Воротясь к своим, Онисим влез по ступеням на заборола глянуть в ночь. Костры горели, точно россыпь светляков, по всему окоему. Сила к городу подошла несметная.
На другой день продолжались сшибки, москвичи разъезжали вдоль городских стен по-за валом. Там и тут реяли княжеские стяги. Вся сила Владимирской земли и верховских княжеств собралась под стенами Твери. К Тьмацким воротам, на той стороне, начали пододвигать высокие скрипучие башни на колесах — туры. Ратники тащили вязанки хвороста, прикрываясь щитами, забрасывали ими ров — делали примет. Вот вдали промаячил узорный колонтарь и красное корзно какого-то воеводы. «Сбить бы такого!» — мечтательно произнес кто-то рядом с Онисимом.
Сменяясь, ели кашу. Ждали. Многие откладывали ложки — не елось перед боем! Примёт продолжали наваливать и ночью, к утру ров был почти полон. Вновь подвигали туры. Подходили, подтягиваясь, полки.
Приступ начался утром на третий день осады. Там, у Тьмацких ворот, нарастал и ширил натужный крик, медленно, колыхаясь, двинулись осадные башни. Воздух затмило от мельканья летящих туда и оттуда стрел.

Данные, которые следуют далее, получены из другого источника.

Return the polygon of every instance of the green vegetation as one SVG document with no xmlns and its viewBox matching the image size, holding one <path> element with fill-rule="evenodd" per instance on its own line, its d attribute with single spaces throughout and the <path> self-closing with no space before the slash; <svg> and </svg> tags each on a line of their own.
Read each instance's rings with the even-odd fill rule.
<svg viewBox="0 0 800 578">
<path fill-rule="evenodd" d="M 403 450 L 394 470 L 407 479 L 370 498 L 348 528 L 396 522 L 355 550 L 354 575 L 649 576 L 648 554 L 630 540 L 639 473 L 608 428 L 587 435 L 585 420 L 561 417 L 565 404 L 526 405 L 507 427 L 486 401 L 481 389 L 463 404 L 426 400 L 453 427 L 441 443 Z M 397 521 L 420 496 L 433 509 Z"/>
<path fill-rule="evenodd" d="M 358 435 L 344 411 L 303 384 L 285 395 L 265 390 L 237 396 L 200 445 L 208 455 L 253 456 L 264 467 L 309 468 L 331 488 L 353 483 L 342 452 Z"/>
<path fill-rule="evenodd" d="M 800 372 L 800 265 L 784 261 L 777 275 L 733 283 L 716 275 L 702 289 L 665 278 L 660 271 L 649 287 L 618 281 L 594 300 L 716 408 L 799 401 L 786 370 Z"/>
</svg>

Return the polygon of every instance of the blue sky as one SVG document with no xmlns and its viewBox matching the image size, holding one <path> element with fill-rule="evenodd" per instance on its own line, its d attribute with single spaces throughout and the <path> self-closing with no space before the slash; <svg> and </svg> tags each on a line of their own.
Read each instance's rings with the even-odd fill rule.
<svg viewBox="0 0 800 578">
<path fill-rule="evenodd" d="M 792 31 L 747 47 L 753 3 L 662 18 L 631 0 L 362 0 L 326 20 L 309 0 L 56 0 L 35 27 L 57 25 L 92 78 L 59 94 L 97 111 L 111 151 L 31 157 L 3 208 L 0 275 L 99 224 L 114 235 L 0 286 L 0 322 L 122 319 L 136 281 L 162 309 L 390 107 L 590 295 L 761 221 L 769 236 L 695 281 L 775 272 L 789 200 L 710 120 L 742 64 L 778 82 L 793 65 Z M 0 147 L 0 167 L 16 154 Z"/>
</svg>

Уже лезли по примету наверх, уже волокли лестницы, уже тяжким, с окованною вершиной, бревном, подвешенным на цепях, готовились расшибать ворота, как створы их отворились сами и, не видные отсюда, навстречу московитам высыпали тверские конные дружинники. Онька, не ведая, что с сыном, стоял и молча молился. Бой кипел уже у осадных тур.
Федор, Онисимов сын, был в спешенной стороже у самых ворот. Когда створы их отворились и мимо него, пригибаясь в седлах и все убыстряя и убыстряя бег, прошла на рысях тверская кованая рать — «Князь! Князь!» — раздались голоса, Федор вытянул шею.
— Где? Который?
— Вон! В корзне! На карем коне! Рать ведет!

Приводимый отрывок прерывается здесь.